Par ailleurs, si l’IA multiplie les interprétations possibles, parfois jusqu’à la manipulation, elle peut également être une solution face à certaines dérives. Dans la formation, nous essayons de montrer cette dualité : tout outil possède des aspects positifs et des risques. Notre objectif est d’apprendre à tirer parti des potentialités des outils numériques tout en restant conscients de leurs limites et des dangers associés.

Comment choisissez-vous les photographies utilisées dans le projet ?

M. M. : La première approche repose sur le travail des historiens. Nous réunissons des spécialistes pour repérer des photographies problématiques croisées sur le web. Par exemple, nous avons travaillé avec des historiens sur une photographie de 1933 montrant l’arrivée d’Hitler au pouvoir, une image de propagande souvent reprise, y compris par des sites réputés comme Radio France.

G. L. : La seconde s’appuie sur les équipes du CERES qui réalisent une veille en ligne basée sur des mots-clés liés à des événements historiques. Ces recherches permettent d’identifier les images qui reviennent fréquemment dans les résultats, d’en analyser les raisons, et de compléter l’identification des photographies problématiques en détectant celles qui deviennent virales. Ces deux démarches se croisent pour constituer un corpus pertinent à analyser et contextualiser.

Comment envisagez-vous l’avenir de Virapic ?

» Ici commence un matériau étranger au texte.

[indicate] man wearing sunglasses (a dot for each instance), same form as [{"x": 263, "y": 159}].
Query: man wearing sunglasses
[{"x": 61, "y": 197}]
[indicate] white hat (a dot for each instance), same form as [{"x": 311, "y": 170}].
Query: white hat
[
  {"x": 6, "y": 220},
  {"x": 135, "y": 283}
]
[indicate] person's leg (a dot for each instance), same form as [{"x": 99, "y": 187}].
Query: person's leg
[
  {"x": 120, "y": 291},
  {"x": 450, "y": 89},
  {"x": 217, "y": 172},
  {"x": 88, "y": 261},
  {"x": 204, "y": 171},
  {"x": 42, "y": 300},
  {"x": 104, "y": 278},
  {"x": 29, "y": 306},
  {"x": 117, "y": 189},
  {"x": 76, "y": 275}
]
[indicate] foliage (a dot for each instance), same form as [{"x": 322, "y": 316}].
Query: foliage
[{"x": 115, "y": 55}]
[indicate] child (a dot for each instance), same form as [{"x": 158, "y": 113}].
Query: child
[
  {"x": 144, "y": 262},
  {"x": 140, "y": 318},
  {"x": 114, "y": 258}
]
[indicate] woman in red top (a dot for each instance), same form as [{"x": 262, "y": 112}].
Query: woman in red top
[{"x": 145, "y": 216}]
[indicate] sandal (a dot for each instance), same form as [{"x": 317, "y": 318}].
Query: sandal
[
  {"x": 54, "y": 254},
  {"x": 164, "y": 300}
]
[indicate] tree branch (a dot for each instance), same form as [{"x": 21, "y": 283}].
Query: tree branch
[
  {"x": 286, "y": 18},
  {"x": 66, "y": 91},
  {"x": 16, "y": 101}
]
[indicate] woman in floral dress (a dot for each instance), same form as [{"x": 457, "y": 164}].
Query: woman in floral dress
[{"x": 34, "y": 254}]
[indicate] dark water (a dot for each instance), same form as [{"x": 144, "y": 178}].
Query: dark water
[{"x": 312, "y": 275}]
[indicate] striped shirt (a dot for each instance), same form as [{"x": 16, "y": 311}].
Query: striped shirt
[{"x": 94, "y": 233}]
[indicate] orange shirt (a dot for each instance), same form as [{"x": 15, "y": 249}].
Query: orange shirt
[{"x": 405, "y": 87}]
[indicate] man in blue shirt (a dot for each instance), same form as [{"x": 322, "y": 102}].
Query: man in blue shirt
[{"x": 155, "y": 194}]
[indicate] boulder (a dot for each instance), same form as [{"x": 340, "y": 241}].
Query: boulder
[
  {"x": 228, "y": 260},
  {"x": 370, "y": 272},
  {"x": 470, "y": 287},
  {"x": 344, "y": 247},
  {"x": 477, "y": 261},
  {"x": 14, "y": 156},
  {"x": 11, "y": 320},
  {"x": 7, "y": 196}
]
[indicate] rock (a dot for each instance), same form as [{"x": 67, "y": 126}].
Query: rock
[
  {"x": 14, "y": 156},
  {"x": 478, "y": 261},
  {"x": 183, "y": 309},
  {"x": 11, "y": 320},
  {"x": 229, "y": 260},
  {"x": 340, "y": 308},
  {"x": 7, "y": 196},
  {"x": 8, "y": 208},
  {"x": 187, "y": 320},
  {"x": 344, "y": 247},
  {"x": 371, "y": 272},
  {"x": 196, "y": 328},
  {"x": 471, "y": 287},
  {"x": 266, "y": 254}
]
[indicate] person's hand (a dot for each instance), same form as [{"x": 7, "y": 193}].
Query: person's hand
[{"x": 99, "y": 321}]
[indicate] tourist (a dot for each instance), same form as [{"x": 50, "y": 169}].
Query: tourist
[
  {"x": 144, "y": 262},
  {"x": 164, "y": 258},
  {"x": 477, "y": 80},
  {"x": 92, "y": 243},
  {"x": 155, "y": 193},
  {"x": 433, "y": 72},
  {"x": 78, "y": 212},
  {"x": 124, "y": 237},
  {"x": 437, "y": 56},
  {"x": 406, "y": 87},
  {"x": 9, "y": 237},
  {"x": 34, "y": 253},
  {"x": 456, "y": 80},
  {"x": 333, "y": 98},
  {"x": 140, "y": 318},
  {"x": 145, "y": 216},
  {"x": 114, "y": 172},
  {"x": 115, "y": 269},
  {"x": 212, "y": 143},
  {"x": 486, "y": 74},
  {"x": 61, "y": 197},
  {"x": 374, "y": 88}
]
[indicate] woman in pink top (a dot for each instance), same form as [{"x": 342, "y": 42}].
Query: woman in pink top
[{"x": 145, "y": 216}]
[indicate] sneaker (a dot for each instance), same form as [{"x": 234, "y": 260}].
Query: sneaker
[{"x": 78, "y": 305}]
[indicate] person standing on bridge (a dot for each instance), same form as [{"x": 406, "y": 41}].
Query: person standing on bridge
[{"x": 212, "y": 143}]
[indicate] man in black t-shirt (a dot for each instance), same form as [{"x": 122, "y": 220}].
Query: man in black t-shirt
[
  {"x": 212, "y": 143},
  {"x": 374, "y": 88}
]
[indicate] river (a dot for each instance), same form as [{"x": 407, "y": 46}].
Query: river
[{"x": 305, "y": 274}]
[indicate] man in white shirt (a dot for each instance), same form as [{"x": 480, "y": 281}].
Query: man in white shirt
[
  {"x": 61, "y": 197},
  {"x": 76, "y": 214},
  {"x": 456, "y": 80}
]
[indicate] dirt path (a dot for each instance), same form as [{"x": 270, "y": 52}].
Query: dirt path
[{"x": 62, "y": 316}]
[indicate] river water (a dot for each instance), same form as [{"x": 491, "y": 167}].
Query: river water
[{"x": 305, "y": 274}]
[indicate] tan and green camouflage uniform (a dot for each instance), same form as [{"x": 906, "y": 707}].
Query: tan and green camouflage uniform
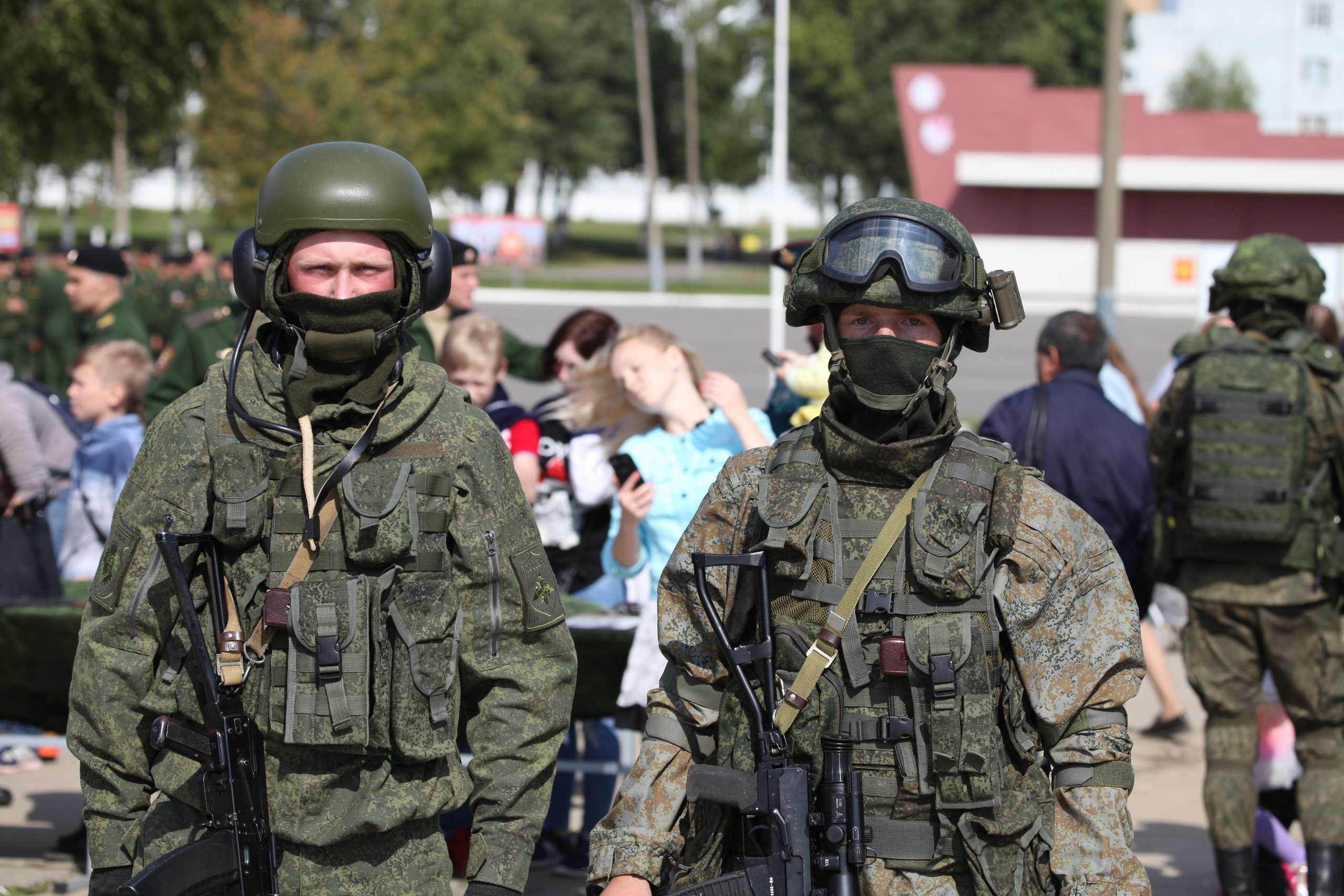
[
  {"x": 433, "y": 581},
  {"x": 1018, "y": 782},
  {"x": 1260, "y": 606}
]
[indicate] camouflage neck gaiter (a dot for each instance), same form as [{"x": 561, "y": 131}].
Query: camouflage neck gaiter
[
  {"x": 886, "y": 366},
  {"x": 340, "y": 361}
]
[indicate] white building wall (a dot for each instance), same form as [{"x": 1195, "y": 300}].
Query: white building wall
[{"x": 1275, "y": 39}]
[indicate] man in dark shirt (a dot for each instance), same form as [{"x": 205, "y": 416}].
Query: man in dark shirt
[{"x": 1096, "y": 457}]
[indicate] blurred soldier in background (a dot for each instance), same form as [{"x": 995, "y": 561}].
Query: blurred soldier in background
[
  {"x": 1249, "y": 460},
  {"x": 94, "y": 289}
]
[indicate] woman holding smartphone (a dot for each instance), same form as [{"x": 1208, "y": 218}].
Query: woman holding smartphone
[{"x": 679, "y": 424}]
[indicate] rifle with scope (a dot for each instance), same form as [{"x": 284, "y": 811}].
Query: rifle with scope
[
  {"x": 799, "y": 844},
  {"x": 239, "y": 853}
]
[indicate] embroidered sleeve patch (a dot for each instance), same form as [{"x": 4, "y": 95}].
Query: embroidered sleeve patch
[
  {"x": 105, "y": 589},
  {"x": 541, "y": 596}
]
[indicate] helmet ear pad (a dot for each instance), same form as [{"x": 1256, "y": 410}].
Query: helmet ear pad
[
  {"x": 249, "y": 269},
  {"x": 438, "y": 277}
]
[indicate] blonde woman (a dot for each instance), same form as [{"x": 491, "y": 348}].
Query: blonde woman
[{"x": 679, "y": 424}]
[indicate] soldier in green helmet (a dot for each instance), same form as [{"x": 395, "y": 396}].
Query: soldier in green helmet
[
  {"x": 382, "y": 566},
  {"x": 984, "y": 667},
  {"x": 1249, "y": 457}
]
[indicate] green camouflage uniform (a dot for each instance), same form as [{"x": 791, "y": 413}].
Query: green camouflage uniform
[
  {"x": 1018, "y": 782},
  {"x": 1251, "y": 617},
  {"x": 203, "y": 339},
  {"x": 120, "y": 321},
  {"x": 354, "y": 801}
]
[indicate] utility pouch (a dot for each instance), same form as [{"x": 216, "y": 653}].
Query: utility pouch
[
  {"x": 949, "y": 679},
  {"x": 327, "y": 688},
  {"x": 378, "y": 513},
  {"x": 241, "y": 487},
  {"x": 426, "y": 624}
]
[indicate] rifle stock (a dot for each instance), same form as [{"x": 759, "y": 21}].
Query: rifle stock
[{"x": 243, "y": 855}]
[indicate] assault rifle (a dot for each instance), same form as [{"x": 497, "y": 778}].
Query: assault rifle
[
  {"x": 241, "y": 853},
  {"x": 791, "y": 841}
]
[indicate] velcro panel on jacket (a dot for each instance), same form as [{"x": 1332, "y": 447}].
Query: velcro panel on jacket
[
  {"x": 292, "y": 522},
  {"x": 902, "y": 840},
  {"x": 679, "y": 734},
  {"x": 1107, "y": 774},
  {"x": 435, "y": 484},
  {"x": 334, "y": 558},
  {"x": 308, "y": 704}
]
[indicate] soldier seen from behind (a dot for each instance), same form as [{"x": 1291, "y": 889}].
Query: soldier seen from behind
[
  {"x": 1249, "y": 457},
  {"x": 383, "y": 601},
  {"x": 983, "y": 668}
]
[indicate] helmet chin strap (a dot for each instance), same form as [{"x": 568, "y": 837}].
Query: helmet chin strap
[{"x": 934, "y": 381}]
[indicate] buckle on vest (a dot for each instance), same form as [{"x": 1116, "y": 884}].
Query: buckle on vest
[
  {"x": 942, "y": 675},
  {"x": 328, "y": 659},
  {"x": 897, "y": 729},
  {"x": 877, "y": 601}
]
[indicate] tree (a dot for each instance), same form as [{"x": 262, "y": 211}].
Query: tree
[
  {"x": 1206, "y": 85},
  {"x": 77, "y": 71}
]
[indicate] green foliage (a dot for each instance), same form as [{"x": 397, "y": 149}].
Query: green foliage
[
  {"x": 66, "y": 64},
  {"x": 1206, "y": 85},
  {"x": 843, "y": 114}
]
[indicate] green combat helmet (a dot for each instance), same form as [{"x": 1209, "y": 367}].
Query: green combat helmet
[
  {"x": 1268, "y": 267},
  {"x": 339, "y": 186},
  {"x": 902, "y": 253}
]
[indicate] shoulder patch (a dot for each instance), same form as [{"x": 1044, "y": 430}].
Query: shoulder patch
[
  {"x": 541, "y": 594},
  {"x": 105, "y": 589}
]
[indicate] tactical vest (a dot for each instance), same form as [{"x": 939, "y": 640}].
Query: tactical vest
[
  {"x": 952, "y": 772},
  {"x": 368, "y": 659},
  {"x": 1245, "y": 484}
]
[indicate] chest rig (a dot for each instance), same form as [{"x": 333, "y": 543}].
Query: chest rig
[
  {"x": 945, "y": 747},
  {"x": 363, "y": 650}
]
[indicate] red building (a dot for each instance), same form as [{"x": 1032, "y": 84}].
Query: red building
[
  {"x": 1019, "y": 166},
  {"x": 1010, "y": 157}
]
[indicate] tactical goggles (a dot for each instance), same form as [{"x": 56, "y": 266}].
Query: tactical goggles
[{"x": 869, "y": 248}]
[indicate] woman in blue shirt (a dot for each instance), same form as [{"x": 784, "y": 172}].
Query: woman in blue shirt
[{"x": 680, "y": 425}]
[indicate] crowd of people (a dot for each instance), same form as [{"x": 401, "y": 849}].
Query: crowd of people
[{"x": 629, "y": 465}]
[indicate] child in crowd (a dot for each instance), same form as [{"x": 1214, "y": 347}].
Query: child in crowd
[
  {"x": 474, "y": 356},
  {"x": 108, "y": 392}
]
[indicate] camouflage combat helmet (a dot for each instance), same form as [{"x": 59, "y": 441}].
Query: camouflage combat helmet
[
  {"x": 1268, "y": 267},
  {"x": 953, "y": 282}
]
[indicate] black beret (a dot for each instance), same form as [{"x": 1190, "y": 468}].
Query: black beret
[
  {"x": 100, "y": 258},
  {"x": 463, "y": 253}
]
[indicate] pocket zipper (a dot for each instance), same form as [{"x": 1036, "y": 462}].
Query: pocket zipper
[
  {"x": 496, "y": 609},
  {"x": 145, "y": 581}
]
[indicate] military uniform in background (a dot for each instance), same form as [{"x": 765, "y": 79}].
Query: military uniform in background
[
  {"x": 994, "y": 746},
  {"x": 432, "y": 582},
  {"x": 120, "y": 321},
  {"x": 203, "y": 339},
  {"x": 1247, "y": 450}
]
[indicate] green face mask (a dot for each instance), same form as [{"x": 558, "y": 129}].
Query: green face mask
[
  {"x": 887, "y": 367},
  {"x": 340, "y": 359}
]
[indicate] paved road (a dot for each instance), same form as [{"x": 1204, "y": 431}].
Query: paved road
[{"x": 731, "y": 340}]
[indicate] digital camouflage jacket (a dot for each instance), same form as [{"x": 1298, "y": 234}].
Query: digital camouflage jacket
[
  {"x": 1244, "y": 571},
  {"x": 1070, "y": 653},
  {"x": 435, "y": 582}
]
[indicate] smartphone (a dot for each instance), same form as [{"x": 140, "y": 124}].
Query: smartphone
[{"x": 624, "y": 467}]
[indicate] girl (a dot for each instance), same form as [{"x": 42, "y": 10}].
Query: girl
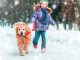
[{"x": 41, "y": 19}]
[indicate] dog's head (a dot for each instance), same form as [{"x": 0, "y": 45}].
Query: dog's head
[{"x": 21, "y": 28}]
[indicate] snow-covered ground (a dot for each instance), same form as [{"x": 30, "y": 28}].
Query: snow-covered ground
[{"x": 61, "y": 45}]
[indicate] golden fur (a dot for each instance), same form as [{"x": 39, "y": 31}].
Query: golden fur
[{"x": 37, "y": 7}]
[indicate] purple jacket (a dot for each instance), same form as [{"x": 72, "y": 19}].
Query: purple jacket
[{"x": 41, "y": 27}]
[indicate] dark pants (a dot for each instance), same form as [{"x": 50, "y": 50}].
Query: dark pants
[{"x": 36, "y": 38}]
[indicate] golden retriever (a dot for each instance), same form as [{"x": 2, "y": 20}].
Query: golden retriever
[{"x": 23, "y": 35}]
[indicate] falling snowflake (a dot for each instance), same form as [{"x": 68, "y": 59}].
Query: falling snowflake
[{"x": 16, "y": 2}]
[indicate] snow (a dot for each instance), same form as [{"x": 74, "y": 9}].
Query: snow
[{"x": 61, "y": 45}]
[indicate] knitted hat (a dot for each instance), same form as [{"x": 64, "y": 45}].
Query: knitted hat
[{"x": 46, "y": 1}]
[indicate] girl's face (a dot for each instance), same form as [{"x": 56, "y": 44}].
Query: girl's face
[{"x": 44, "y": 4}]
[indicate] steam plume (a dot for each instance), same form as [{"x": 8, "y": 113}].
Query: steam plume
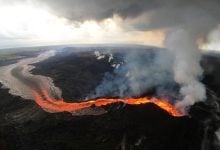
[{"x": 186, "y": 66}]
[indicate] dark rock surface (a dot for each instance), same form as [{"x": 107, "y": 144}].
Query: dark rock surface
[
  {"x": 24, "y": 125},
  {"x": 130, "y": 127}
]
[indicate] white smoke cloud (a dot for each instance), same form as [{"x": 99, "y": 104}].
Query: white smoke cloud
[{"x": 186, "y": 66}]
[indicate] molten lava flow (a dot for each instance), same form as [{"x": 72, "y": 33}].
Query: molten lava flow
[{"x": 50, "y": 104}]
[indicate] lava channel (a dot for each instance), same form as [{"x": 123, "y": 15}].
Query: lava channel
[{"x": 45, "y": 101}]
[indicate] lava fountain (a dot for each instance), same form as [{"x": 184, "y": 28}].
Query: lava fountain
[{"x": 45, "y": 101}]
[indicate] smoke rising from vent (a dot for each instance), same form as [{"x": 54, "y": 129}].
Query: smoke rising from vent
[{"x": 186, "y": 66}]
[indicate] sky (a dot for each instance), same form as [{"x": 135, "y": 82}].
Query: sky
[{"x": 53, "y": 22}]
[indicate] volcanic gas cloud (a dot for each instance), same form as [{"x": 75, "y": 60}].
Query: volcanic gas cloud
[{"x": 44, "y": 100}]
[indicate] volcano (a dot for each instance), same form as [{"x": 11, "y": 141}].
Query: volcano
[{"x": 73, "y": 121}]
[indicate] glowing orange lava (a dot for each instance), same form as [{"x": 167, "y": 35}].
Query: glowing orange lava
[{"x": 50, "y": 104}]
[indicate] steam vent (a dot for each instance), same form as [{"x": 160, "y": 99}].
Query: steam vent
[{"x": 109, "y": 75}]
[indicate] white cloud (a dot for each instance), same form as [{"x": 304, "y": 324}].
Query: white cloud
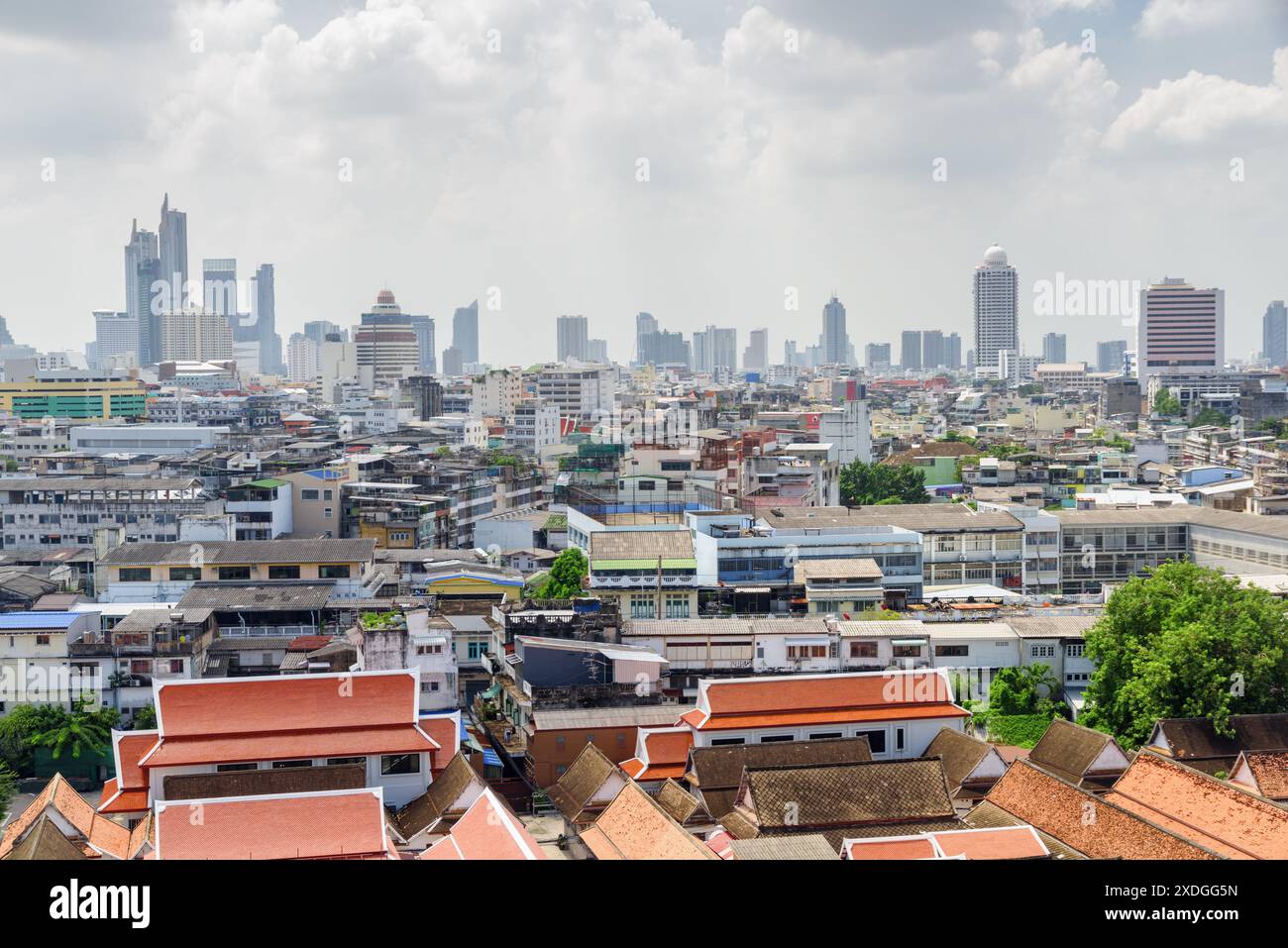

G. L. : Après avoir décroché l’appel à projets Émergence en 2022, nous avons commencé à travailler concrètement en 2023, et le projet se poursuivra jusqu’en 2025. À ce stade, nous avons posé toutes les bases. L’objectif est désormais de pérenniser le projet et d’élargir sa portée en intégrant de nouvelles ressources et en élargissant nos collaborations. Cela permettrait d’intégrer non seulement d’autres informaticiens, mais aussi des chercheurs d’autres disciplines que l’histoire. Par exemple, dans le domaine de l’information et de la communication ou de la sociologie.